Although there is some mention in the record of an injury in 1964, plaintiff's hospitalization at that time appears to have been for a duodenal ulcer (Tr. 98). His applications for disability insurance benefits, however, are clearly the result of an injury which occurred in September 1970. Plaintiff was working as a steeplejack and was pulled off of a platform when a co-worker dropped a sandblasting hose. The resulting fall injured his back and left leg. Plaintiff was hospitalized on several occasions shortly after the injury and was reportedly involved in litigation with regard to the injury, which complicated diagnosis and treatment. During this period, a lumbar myelogram was done, which was negative for any defects. The ultimate diagnoses were of a chronic lumbosacral strain and a gastric ulcer. In an April 1972 hospitalization for chest pain and dyspnea it was determined that most of plaintiff's problem at that time was hyperventilation. Beta streptococcal pharyngitis and neurocirculatory asthenia were diagnosed, but plaintiff left the hospital against medical advice when he was not provided pain medication which he thought he needed (Tr. 139). The hospital and medical records for this entire period, comprising the exhibits before the Administrative Law Judge in connection with plaintiff's first application for disability insurance benefits are to be found at Tr. 69-156. They are exhaustively set out and reviewed by the Administrative Law Judge in his decision (Tr. 158-174), that plaintiff was not entitled to such benefits.

In a June 30, 1972 report (Tr. 222-223), Dr. Robert S. Davis diagnosed a ruptured disc and depressive reaction, and indicated a work tolerance for light or sedentary work due to back pain on walking or lifting. In a report dated October 6, 1972 (Tr. 224-225), Dr. Jim H. Earls, a psychiatrist, noted that plaintiff had been hospitalized in Eastern State Hospital earlier in 1972 because of a disturbance of the peace charge and that he *864 had also been seen by a psychiatrist in Fort Smith, Arkansas. Dr. Earls tested plaintiff and determined that he would have some trouble controlling his anger and impulses and that he had an I.Q. of 88, placing him toward the lower end of normal. His conclusion was that plaintiff suffered from an impulse character disorder but was relatively free of any serious psychiatric illness and was not emotionally disabled.

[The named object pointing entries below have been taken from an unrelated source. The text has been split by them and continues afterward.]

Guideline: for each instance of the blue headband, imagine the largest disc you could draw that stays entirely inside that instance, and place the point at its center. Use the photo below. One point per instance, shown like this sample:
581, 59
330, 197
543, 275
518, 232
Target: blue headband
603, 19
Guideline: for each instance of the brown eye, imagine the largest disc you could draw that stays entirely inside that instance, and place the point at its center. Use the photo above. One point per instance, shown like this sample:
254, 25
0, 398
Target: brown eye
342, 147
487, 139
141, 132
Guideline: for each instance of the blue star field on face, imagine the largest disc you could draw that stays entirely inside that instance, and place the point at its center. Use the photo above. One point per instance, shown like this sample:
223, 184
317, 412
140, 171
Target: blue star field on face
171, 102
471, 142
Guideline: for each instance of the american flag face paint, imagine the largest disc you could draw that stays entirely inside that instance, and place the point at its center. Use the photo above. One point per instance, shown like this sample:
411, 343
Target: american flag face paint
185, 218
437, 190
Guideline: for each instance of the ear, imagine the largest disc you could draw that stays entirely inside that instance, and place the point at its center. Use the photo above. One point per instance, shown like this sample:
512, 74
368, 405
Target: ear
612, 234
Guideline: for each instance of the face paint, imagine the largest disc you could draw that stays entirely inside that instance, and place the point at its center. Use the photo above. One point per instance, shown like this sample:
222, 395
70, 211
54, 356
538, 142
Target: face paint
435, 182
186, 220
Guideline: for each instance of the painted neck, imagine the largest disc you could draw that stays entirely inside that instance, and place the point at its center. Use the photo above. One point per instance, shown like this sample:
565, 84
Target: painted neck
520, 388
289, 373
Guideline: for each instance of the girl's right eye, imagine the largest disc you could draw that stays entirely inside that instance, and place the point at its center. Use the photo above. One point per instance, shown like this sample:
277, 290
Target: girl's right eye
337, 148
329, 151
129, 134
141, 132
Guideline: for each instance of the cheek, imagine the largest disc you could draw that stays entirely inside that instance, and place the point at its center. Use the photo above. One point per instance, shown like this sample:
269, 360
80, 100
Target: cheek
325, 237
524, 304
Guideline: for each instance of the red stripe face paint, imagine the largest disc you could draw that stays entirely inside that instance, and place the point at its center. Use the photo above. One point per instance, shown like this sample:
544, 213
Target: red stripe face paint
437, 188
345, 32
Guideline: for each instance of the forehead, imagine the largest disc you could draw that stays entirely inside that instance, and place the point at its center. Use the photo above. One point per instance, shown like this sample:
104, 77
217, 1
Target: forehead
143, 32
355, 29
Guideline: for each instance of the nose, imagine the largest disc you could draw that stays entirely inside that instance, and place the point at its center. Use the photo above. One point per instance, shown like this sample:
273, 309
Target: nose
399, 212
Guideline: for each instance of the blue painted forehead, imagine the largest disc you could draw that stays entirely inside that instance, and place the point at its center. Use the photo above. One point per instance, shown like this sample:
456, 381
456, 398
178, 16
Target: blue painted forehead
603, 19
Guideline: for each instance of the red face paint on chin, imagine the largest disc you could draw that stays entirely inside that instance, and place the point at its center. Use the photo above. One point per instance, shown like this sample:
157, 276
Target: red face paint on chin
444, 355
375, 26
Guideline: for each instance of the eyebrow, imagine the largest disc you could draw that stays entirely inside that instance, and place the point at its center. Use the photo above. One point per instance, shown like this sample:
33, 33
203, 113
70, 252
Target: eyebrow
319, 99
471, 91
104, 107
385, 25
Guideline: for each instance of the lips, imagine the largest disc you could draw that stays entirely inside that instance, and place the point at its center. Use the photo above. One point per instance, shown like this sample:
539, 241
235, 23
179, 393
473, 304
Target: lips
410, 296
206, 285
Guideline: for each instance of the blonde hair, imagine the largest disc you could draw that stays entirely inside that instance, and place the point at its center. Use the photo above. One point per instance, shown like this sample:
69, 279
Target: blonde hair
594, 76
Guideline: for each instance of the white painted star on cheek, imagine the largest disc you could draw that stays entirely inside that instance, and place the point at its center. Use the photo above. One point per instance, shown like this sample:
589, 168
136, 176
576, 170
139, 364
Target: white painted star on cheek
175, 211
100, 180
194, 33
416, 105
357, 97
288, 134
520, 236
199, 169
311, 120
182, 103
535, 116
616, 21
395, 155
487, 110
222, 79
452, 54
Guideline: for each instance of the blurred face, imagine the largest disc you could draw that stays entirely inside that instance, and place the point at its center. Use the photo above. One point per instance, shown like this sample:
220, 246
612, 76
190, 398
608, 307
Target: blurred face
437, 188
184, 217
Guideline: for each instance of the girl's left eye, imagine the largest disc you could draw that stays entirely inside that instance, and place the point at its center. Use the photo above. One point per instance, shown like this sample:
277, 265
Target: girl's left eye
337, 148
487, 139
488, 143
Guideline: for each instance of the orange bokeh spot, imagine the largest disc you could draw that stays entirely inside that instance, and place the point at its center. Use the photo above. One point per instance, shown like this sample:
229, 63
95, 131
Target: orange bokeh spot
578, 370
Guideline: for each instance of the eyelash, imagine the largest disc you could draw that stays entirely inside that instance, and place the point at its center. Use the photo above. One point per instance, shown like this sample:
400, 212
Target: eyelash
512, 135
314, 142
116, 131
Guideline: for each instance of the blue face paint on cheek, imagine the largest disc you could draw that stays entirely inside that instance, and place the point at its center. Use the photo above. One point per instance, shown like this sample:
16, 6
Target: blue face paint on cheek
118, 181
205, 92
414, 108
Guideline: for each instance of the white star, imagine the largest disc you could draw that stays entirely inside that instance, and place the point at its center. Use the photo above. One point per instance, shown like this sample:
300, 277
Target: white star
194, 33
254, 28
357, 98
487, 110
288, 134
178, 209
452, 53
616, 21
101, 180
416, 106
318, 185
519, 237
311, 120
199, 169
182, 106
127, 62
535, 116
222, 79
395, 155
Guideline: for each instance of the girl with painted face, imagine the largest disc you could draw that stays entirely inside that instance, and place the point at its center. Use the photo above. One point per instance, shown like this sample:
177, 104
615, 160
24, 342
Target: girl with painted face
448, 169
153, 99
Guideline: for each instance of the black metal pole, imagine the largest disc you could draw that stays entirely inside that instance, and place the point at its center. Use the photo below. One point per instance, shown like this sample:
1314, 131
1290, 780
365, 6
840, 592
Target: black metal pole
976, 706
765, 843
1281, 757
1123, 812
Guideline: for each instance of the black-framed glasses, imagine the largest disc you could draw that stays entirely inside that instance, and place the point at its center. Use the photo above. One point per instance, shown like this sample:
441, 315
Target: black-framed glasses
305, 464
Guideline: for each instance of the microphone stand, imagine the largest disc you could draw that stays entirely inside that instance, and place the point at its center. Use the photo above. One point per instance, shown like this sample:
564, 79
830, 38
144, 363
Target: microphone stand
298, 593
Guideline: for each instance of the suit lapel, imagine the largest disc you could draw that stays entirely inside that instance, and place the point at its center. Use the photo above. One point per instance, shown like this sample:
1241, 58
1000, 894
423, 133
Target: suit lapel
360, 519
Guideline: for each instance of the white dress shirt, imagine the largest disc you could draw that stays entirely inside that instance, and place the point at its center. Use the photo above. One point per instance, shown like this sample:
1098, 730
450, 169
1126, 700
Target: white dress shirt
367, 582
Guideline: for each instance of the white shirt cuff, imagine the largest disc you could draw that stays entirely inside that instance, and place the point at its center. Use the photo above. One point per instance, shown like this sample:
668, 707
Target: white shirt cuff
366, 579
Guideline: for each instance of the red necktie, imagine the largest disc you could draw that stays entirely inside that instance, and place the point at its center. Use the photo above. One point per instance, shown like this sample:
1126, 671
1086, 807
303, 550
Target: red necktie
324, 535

Dr. John Florence, an orthopedic surgeon, in a report dated November 2, 1972 (Tr. 226) noted that plaintiff had a good range of motion of the spine when he was tricked, but refused to flex his spine or move to the right or left until he was tricked. No sensory or reflex changes or unilateral atrophy of either thigh or calf was found. The impression was of no pathology and that plaintiff could walk, stand, bend, sit, squat, lift or "do any other task that he so desires at this time."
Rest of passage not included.